Balance sheet, profit and loss records necessary
by Jimmie Wilkins

Solvency

Jimmie Wilkins

A.

B.

Is your business solvent? About the only way you can really know the answer is if you “manage by the books”, i.e. you have a familiarity with your financial statements... I am a firm believer that 90% of all answers to business viability can be found by examining the Balance Sheet and the Profit and Loss. If you do not have these financial records – get them. If it means bringing in an accountant or taking it to a CPA – make it happen. You need to know the value of your business and subsequently, it’s potential.

I admit it is difficult to determine the value of a small business. As a going concern, it has the value of its profits and the intangibles such as goodwill and market share in addition to the net asset value. To determine if your business is solvent, look at your business from an outside financial perspective. We are not discussing future potential, just a picture of where you are today.

An orderly liquidation of your business might bring the cost value of inventory and less than top resale value of machinery and equipment. In the case of liquidation, most goodwill and other intangibles have less worth but the name and current accounts receivable may be salable. A forced liquidation of your assets will bring only pennies on the dollar, and most small businesses would not be considered solvent if forced into such a sale.

Could you sell the business as a going concern? Here there is value to the goodwill, name and customer base but be careful about overvaluing in this case. If you did sell the business, would the sale price be sufficient to retire all outstanding secured debt? What about unsecured debt? And don’t forget to consider the personal guarantees you and you partners have outstanding. Remember, I am suggesting you look at a worst-case scenario. Only this way can you step outside and “manage by the books”.

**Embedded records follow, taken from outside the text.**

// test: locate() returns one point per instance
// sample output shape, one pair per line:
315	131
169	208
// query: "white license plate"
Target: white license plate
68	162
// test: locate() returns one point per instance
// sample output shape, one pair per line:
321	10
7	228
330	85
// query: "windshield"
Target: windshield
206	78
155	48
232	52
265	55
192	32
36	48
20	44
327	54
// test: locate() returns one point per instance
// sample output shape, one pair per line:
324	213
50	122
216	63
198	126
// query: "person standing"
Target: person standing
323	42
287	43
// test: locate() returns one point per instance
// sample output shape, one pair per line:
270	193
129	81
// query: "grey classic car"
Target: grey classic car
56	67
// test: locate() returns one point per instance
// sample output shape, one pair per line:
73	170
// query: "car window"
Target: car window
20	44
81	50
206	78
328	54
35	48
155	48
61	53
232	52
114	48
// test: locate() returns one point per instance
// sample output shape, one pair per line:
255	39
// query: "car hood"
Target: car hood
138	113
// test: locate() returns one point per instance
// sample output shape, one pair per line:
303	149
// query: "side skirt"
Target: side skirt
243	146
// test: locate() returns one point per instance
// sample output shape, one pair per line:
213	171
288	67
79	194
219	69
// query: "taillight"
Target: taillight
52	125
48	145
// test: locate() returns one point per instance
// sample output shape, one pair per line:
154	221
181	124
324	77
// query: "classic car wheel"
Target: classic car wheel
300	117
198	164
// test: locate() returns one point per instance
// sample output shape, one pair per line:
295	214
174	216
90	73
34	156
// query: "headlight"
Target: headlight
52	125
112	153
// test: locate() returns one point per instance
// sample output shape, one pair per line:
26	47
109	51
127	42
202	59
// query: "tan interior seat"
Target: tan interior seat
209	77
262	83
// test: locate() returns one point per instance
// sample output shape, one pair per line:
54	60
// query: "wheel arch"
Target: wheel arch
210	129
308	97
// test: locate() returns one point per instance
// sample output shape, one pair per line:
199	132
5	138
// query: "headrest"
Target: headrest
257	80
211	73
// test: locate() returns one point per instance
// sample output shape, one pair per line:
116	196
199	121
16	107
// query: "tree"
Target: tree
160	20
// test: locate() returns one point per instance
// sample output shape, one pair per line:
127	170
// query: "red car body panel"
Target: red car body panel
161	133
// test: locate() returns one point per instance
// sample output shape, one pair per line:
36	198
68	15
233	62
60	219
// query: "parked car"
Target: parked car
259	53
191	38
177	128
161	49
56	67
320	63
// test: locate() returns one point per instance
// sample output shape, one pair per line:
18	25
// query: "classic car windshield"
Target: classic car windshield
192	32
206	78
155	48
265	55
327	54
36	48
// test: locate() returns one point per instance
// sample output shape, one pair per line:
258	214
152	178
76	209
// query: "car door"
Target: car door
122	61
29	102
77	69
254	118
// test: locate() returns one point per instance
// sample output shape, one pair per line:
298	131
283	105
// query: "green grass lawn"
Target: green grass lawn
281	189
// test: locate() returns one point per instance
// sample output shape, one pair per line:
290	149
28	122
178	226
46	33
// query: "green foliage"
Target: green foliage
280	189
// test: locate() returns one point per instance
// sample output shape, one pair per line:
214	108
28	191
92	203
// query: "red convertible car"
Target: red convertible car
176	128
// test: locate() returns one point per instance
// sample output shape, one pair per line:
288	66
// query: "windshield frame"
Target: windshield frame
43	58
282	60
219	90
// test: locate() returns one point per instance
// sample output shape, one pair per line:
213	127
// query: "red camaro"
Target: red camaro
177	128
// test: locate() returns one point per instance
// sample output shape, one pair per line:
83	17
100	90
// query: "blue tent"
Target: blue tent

The second test of solvency would be a look at the value of tangible assets, including property, machinery, equipment and inventory sold in an orderly fashion over time. Would this type of sale realize enough cash to retire the business debt? If so, you are still in the area of a solvent business.

A good test of solvency will be to draw a balance sheet of sale values of your assets and see what the net worth would be if you conducted a sale of your business. Like I said earlier, few businesses can stand a distressed liquidation so look at this exercise in light of realistic value (neither inflated nor deflated).

This type of exercise should give you a realistic view of the solvency of your business.